For fiscal 2008, which begins Oct. 1, the administration has requested approximately $650 billion for the Defense Department — $450 billion in the regular budget and nearly $200 billion for emergency supplemental spending for the wars in Iraq and Afghanistan. That means Congress will appropriate nearly three-quarters of a trillion dollars this year alone for defense.

If debate over the current $120 billion bill has been tough, what happens when Congress and the president tackle the remaining $650 billion later this year? The single largest metric in that battle royale will be the surge and its progress or failure in bringing security to Baghdad. Understandably, where one sits politically will dictate, unfortunately, where most stand on the surge irrespective of fact.

Republican supporters of the president cite cautious optimism and insist that the surge be given sufficient time to take hold. Democrats argue the surge merely thrusts Americans between insurgents, killing more U.S. soldiers while failing to produce political reconciliation among Iraqis or apportioning petroleum resources fairly among Sunnis, Shi’ites and Kurds. Experts know that evaluating the effects of the surge will take considerable time, time that neither the government in Washington or Baghdad has.

There is other bad news. Last week, four retired four-star generals reportedly declined an administration offer to take on the role of czar for Afghanistan and Iraq with obvious political implications. More stunning was the Pentagon’s announcement that tours of duty for Army units in Iraq were being extended from 12 to 15 months. That extension is the clearest expression of how overstretched the Army is and a precursor of what could become the unraveling of the all-volunteer force, beginning with a precipitous decline in morale and support for the war by soldiers in the field because of that tour increase.

In the type of insurgent operations being conducted in Iraq, based on psychological considerations, the Marine Corps concluded that six or seven months is about the maximum length an individual can reasonably take. It planned accordingly. How 15-month tours will affect soldiers is yet to be determined. However, based on Vietnam experiences, an involuntary three-month extension of the one-year tour would have proven disastrous with most of the troops, admittedly a non-volunteer force. A sad prediction is that by next Christmas, the extension could produce a marked decline in Army morale and spirit.

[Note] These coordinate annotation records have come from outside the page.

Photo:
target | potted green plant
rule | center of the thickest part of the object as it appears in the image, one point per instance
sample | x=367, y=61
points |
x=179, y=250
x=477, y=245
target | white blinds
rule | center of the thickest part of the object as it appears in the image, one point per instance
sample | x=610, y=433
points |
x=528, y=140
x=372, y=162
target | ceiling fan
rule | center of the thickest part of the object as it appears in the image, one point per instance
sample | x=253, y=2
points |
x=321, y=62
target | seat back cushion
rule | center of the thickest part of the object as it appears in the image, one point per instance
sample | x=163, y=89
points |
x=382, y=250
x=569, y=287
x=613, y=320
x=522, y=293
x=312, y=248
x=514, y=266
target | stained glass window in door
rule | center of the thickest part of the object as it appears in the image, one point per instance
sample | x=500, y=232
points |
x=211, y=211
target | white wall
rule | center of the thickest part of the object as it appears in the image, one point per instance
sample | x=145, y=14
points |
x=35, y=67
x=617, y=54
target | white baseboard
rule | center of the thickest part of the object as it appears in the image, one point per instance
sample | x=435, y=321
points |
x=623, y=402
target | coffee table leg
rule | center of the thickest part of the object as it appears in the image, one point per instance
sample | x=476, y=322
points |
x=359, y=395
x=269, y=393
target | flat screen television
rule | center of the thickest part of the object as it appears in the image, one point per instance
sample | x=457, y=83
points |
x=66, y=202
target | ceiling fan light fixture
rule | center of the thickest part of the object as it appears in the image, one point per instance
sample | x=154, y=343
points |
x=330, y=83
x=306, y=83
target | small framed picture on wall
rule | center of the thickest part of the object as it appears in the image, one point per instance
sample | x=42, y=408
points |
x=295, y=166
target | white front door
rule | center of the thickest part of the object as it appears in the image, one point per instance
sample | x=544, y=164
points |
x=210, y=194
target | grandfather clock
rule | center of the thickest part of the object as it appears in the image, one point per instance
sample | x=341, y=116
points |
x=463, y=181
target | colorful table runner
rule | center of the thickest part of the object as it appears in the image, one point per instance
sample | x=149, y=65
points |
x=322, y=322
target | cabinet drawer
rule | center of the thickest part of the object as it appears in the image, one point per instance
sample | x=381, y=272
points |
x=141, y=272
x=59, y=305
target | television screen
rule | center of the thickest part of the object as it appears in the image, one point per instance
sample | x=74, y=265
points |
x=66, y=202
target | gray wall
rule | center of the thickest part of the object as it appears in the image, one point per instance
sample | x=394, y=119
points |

As the fight over defense spending and Iraq continues and ultimately becomes entangled with the huge $650 billion pending defense package, the partisan divide over Iraq will have widened, while public support for the war most likely will continue downward. What this means is that the nation could be facing political gridlock over the defense budget with no sound way of producing an acceptable Iraqi strategy.

Here is one solution with little chance of working but is instructive nonetheless. Last week, Sen. John Kerry and former House Speaker Newt Gingrich faced off over global climate change in the Russell Senate Office Building. Instead of descending into the usual partisan name-calling and attack politics, the debate became a conversation between two very intelligent, highly experienced politicians in the best sense of the word, conducted with great civility, dignity and mutual respect — qualities absolutely missing in Washington politics today. Perhaps strikingly, Messrs. Kerry and Gingrich had far more points of agreement than not.

Both saw climate change as a crucial issue requiring immediate action. The major difference was on solutions. Mr. Kerry argued for government-imposed caps and regulations to force change. Mr. Gingrich argued that tax and other private-sector incentives were best to alter market behavior. Mr. Kerry concluded by predicting that if he and Newt had a week, he was certain they could agree on policies to address the challenge of global climate change.

So why not task Messrs. Kerry and Gingrich to take the lead on these most critical issues including Iraq, free of partisan vindictiveness, in which ideology, not ideas, and sound bites, not facts, drive what passes for debate? Clearly, this will not work. But understanding why a civil and informed debate could lead to solutions might be a first step in trying to make a broken government whole again.